Setelah kejadan hari ini, rasa bersalah seketika menyergapnya. Alvin tidak menyangka gadis itu hanya punya ibunya. Selama ini dirinya terus menimbulkan kekacauan untuk Vanta. Dibesarkan oleh satu orang tua. Pasti sudah cukup berat untuknya. Tapi gadis itu masih bisa tersenyum. Masih bisa menjerit-jerit dengan ekspresi yang tidak pernah bisa Alvin lupakan. Bahkan saat dia menggoreskan satu luka baru, Vanta selalu terlihat bangkit lagi.
Gadis itu tetap memasang benteng yang kokoh. Walau Alvin tidak benar-benar mengerti bahwa sebenarnya benteng itu dapat dengan mudah diruntuhkan jika satu hantaman tepat mengenai bagian rapuh dari dinding pertahanan tersebut.

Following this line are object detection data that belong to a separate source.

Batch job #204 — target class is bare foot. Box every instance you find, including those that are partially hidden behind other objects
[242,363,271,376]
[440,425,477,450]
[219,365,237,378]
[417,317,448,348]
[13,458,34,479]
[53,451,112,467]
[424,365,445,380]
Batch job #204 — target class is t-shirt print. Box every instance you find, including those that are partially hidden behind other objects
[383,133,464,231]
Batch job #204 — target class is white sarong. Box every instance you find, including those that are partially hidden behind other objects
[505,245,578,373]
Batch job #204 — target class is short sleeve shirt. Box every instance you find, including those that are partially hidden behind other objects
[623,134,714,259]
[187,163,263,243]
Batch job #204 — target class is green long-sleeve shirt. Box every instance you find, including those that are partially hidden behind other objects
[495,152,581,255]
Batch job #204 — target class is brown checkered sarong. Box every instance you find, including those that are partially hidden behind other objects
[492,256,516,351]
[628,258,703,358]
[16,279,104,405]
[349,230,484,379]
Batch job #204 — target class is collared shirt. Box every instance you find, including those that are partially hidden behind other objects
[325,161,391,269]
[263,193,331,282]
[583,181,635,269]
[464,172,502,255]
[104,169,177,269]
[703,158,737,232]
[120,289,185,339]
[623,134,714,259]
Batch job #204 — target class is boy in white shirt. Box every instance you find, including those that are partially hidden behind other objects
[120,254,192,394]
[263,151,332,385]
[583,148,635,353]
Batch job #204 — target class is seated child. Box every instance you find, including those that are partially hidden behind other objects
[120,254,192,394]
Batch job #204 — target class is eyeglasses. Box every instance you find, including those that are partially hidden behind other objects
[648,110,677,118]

Alvin terus memutar otak. Apa yang harus dilakukan? Ia harus membalik keadaan. Agar gadis itu tidak lagi berada di posisi sebagai musuh besarnya, musuh bebuyutan, nemesis-nya, atau istilah apa pun untuk menggambarkan situasi mereka sekarang.
Cukup lama Alvin terdiam di balkon kamarnya. Jam sudah menunjukkan pukul dua dini hari. Tapi matanya tidak ingin terpejam. Rasa kantuk tidak digubrisnya sama sekali. Gelisah, satu kata yang dapat mewakili perasaannya saat ini.
Tiba-tiba satu cara terlintas dalam kepalanya. Nurani kali ini bekerja lebih baik. Tidak mengandalkan ambisi maupun ego. Maaf, satu kata yang begitu sederhana. Namun terkadang satu kata itu mempunyai pengaruh yang sakral.
Tapi yang dipikirkan Alvin tentu bukan sekadar maaf dalam bentuk kata ‘maaf’ secara harfiah. Melainkan maaf dalam bentuk abstrak.
Pendekatan terhadap lawan terkadang dapat menimbulkan efek yang berdampak baik. Dan cara itu telah terpecahkan. Mungkin dengan cara itu juga perang panas di antara mereka akan berakhir. Cara itu akan kembali menimbulkan pahit untuk Alvin. Membangkitkan masa lalu, menyingkapkan luka lama. Pedih memang. Tapi itulah satu-satunya jalan yang akan membuka suatu awal yang baru.